All I can say is..wow! It sounds so idyllic Lori, plus I guess a new learning experience? Sounds like it’s good for the heart and soul! I’ll be googling all the local plants and flowers you have, they all sound so beautiful.

26 Jul, 2019

 

Fantastic shot and great planting. Very dramatic with that big dark branch and the echium in the foreground and then that light streaming in from the left, like a fairy tale illustration. Unfortunately all my tall echiums are flat on the ground and broken of at the roots but the bees are still swarming around them so I'm not in a hurry to take them out, however out they will have to come. I'll replace them with a smaller variety

27 Jul, 2019

 

Echiums do tend to flatten out after blooming, M. I'm trying to mingle the rudbeckia amonst it. may try a few sunflowers next season.
Thank you, Kate!
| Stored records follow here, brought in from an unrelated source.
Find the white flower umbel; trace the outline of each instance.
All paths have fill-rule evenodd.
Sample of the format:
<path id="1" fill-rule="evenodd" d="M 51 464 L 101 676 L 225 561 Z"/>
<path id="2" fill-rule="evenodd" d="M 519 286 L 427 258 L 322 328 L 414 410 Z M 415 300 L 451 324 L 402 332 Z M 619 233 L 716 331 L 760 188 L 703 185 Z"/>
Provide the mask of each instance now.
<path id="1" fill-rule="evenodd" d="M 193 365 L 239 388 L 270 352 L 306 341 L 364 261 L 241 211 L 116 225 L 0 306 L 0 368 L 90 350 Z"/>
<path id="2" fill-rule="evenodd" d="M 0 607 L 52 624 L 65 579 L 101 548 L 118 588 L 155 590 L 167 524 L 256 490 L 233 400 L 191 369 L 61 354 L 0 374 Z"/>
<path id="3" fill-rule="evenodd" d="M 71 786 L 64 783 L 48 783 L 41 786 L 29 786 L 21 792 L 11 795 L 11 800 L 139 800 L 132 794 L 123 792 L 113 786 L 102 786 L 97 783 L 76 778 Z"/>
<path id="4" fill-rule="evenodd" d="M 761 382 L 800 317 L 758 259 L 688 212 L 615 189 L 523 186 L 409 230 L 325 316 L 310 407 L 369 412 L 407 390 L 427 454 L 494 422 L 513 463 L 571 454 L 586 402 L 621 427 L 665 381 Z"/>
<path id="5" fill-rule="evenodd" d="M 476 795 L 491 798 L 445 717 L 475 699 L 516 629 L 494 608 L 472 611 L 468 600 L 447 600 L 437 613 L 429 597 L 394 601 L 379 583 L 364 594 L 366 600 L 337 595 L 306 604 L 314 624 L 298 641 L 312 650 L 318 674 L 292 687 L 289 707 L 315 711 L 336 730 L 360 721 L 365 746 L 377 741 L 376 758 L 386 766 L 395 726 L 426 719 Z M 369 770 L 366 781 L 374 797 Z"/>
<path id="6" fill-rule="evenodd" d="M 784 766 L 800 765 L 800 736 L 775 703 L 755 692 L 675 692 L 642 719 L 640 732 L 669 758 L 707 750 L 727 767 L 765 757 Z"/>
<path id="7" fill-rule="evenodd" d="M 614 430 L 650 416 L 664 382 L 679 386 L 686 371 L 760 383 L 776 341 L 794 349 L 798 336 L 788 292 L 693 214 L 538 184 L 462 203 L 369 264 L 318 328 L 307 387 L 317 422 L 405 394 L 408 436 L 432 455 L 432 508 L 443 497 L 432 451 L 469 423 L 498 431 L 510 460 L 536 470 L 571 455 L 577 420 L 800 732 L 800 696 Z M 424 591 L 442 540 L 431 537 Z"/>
Very much a learning curve! For any idyllic areas there are the fields where the golden rod is taking over...but on the upside, it's a screen for the ferns where the does leave their fawns through the days. So, do I cut or not? maybe later next month when the fawns will have grown a bit and are no longer vulnerable.

27 Jul, 2019

 

yes I'm sure it would be a great picture but I'm reluctant to disturb them. I have only seen the nest after the fact...usually it's in tall grass or weeds where the doe brings her fawn or fawns...she may have triplets or twins. She leaves the fawn to protect it from predators while she goes to forage. She may return to the "nest" a couple of times during the day to feed the fawns...then off she goes until dusk when she may come and bed down with the fawns or take them to a safe place in the bush. I have pics of a young buck trying to eat from the bird feeder..and grazing the low branches of the cedar trees in winter. I think it's the topic of a blog on my other page... Lorilyn57.
It's also why I'm reluctant to take down the tall weeds in mid summer...I would ensure that the plants won't reseed but i could also frighten the deer away when I'm actually trying to give them sanctuary. Rabbits also leave their clutch in long grass too..and sometimes right in the middle of a mowed lawn. so I tippy toe around the wildlife.